Consortia between industry and academia are not a rare phenomenon. Typically they are mutually beneficial—students get exposure to real-world problems, and oil companies get access to bright young minds.
One such consortium that is dear to my heart is the Reservoir Characterization Project (RCP) at the Colorado School of Mines, which just celebrated its 30th anniversary in November 2015. I’ve served on RCP’s advisory council for the last 10 years and have been impressed with the caliber of the students, faculty and sponsors involved.
Founded by Tom Davis, a geophysics professor at the school, RCP was formed to study the thorny problem ofractured reservoirs. Prior to going to Mines, Davis had worked for an oil company and had learned first-hand how inscrutable these reservoirs could be.
“A lot of very infl uential folks were saying, ‘We don’t really understand what drives these fractured reservoirs,’” Davis said. “And the only tool we have for sensing them is seismic.”
RCP is somewhat unlike other consortia in that oil companies bring their problem fields to the group in hopes that their project will be chosen as one of the phases. Sponsors vote on which field seems most in need of help.
Once a field is chosen, a small seismic survey will be shot to expose the students to geophysical acquisition. Students are assigned to evaluate this dataset along with other available data from the field, and they’re expected to work together as an integrated team. They present their findings in front of the sponsors twice a year.
It’s the integration aspect that stands out for many. RCP contains graduate students not just in geophysics but also in geology, reservoir engineering and sometimes petrophysics. They build on each other’s findings as well as conducting their own research.
Over the years the project has analyzed a host of challenging fields, starting with the Silo Field in Wyoming. Currently students are analyzing the Wattenberg Field in Colorado as well as the Vaca Muerta Shale in Argentina, the Montney Shale in Canada and a deep gas project in Kuwait.
Students also get a sense of the economic realities their research enables. “It’s about fractured reservoirs and understanding them more fully, but you’ve got to transfer that into value,” Davis said. “Value comes in an economic context—can you make money out of this? We’ve been able to do that.”

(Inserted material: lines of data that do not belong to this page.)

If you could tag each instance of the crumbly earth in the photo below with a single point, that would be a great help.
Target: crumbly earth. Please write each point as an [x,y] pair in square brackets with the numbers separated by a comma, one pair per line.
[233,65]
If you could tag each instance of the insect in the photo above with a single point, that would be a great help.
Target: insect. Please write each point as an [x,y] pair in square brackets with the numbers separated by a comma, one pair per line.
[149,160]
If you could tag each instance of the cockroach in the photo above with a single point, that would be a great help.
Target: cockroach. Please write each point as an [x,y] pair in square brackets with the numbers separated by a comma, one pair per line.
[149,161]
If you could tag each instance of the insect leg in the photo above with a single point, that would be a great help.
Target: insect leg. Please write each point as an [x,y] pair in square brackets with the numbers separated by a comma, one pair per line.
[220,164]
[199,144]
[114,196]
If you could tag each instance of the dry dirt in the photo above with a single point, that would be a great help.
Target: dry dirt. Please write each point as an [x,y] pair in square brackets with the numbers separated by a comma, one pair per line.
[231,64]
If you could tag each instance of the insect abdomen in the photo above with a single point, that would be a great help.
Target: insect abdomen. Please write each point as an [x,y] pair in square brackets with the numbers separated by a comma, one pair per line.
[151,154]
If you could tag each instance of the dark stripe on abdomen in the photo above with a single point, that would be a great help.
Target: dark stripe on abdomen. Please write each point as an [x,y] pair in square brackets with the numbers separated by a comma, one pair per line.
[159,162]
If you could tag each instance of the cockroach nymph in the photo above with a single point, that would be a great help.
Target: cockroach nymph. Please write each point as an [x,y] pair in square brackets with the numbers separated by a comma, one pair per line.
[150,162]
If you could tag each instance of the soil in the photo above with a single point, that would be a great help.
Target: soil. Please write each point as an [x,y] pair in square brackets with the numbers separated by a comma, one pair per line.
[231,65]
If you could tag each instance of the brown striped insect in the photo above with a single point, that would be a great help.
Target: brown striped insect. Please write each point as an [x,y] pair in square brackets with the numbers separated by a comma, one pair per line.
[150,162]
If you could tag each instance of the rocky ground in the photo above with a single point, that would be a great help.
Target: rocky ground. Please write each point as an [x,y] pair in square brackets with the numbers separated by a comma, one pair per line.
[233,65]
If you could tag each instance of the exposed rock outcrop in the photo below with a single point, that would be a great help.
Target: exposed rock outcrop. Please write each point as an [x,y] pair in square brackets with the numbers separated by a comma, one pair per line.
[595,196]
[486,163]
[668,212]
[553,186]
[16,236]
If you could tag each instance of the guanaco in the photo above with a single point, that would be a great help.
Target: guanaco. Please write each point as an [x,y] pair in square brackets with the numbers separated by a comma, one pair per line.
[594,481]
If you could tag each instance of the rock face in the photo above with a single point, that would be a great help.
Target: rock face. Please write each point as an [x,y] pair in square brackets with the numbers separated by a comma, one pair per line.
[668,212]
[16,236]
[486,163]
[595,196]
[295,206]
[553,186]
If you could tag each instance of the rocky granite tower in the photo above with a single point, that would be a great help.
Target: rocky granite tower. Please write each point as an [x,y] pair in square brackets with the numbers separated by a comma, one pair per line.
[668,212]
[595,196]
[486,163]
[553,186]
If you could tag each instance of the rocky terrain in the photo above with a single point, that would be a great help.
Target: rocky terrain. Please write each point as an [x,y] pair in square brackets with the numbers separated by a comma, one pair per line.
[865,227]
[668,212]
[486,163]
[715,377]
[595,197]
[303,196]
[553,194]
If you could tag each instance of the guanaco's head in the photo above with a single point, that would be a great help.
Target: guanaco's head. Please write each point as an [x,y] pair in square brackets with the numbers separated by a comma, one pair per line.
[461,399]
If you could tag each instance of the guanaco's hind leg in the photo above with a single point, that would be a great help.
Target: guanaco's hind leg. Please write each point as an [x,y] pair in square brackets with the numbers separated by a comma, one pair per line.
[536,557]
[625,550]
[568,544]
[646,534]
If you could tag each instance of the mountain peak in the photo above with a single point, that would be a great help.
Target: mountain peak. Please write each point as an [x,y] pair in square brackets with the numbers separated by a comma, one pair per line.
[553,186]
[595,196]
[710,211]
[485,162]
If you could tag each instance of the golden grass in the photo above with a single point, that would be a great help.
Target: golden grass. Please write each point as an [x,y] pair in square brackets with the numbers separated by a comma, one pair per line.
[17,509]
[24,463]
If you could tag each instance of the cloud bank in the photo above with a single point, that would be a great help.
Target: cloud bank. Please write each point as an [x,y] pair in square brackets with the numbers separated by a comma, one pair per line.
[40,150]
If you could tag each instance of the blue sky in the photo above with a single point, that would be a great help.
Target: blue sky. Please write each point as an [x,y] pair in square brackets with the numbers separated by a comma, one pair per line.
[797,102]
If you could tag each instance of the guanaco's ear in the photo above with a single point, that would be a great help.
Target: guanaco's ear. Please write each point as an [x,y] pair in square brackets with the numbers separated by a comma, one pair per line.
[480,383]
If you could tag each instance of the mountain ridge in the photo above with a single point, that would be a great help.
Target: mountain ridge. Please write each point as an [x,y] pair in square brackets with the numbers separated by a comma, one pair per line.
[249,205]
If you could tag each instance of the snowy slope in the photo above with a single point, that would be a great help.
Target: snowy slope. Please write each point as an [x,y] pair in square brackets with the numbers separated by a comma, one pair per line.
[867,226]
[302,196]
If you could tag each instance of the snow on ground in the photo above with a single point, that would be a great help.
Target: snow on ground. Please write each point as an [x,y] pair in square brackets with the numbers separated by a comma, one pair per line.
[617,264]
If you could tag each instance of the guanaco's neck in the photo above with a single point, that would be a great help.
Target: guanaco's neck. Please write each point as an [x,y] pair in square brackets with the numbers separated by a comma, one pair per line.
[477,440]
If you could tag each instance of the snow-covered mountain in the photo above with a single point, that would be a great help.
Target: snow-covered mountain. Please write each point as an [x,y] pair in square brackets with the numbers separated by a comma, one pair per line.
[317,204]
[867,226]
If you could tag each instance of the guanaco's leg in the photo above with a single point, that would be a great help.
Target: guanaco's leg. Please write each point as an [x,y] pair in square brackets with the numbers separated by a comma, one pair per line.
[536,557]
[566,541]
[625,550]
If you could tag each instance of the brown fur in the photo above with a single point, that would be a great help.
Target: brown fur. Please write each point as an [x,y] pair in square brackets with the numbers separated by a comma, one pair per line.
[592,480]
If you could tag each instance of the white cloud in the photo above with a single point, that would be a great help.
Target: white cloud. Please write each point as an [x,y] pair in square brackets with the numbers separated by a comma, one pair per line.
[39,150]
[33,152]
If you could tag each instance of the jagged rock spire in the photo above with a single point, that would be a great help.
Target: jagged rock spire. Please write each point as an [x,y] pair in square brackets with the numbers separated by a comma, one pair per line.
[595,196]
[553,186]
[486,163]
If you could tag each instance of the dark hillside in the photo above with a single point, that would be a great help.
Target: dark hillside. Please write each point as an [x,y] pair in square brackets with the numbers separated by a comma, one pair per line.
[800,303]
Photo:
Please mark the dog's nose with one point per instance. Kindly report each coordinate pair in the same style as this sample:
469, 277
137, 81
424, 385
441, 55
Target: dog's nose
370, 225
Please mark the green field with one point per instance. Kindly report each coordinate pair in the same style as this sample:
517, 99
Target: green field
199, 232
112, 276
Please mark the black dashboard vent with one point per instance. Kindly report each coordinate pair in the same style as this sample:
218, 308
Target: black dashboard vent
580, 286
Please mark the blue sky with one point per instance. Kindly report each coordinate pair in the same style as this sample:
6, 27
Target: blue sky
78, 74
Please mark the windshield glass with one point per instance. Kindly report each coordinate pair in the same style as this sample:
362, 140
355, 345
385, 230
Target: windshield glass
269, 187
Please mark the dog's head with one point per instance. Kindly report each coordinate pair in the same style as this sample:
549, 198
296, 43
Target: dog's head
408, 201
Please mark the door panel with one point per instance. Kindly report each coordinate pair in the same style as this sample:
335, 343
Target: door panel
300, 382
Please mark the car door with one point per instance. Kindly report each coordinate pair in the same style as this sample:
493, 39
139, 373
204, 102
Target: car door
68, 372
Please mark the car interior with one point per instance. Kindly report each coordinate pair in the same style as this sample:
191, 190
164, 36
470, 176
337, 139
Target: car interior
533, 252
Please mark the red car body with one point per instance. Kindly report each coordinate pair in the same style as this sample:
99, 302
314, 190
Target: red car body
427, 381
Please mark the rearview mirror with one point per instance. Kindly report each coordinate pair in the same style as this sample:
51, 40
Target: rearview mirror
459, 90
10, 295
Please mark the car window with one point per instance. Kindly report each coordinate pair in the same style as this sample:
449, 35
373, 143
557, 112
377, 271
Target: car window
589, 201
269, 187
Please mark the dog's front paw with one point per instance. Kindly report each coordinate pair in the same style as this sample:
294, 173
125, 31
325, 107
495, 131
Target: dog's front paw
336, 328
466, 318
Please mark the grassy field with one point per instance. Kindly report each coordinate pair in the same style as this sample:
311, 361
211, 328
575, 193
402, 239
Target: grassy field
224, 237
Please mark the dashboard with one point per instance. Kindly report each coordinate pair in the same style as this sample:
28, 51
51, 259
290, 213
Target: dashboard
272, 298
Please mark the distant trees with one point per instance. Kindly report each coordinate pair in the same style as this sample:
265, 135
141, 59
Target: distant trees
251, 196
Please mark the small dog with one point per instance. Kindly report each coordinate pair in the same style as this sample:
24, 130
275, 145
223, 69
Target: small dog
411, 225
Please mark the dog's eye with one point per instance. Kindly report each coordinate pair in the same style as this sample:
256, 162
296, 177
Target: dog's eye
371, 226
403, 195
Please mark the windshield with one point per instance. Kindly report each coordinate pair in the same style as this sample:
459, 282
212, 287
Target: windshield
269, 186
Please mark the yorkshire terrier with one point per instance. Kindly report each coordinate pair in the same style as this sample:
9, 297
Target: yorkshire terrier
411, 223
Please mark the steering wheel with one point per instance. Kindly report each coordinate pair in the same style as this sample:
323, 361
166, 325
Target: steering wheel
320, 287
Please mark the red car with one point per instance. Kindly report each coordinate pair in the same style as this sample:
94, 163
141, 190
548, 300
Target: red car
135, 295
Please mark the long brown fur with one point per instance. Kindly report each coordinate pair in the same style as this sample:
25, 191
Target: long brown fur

Despite the downturn and the perception that there are too few students interested in a career in the industry, RCP never lacks for students. Davis said he looks for a particular type of student.
“I look for students who are self-motivated, drivers, ones that want to be leaders,” he said. “They’re not always the ones with the 4.0 GPAs. I look at the quality of the students, look them in the eye and say, ‘Are you willing to work?’ The work ethic is the most important thing.”
The 30th anniversary of RCP coincides with Davis’ last year of teaching; he plans to retire at the end of the 2015-2016 school year. His leadership over the years has led some to speculate on the future of the program. But Davis is convinced that RCP will live on.
“I’m trying to motivate the thought that it’s not done by a long shot,” he said. “We have a lot of work left to be done. I think the students can carry the momentum because RCP is student-driven.”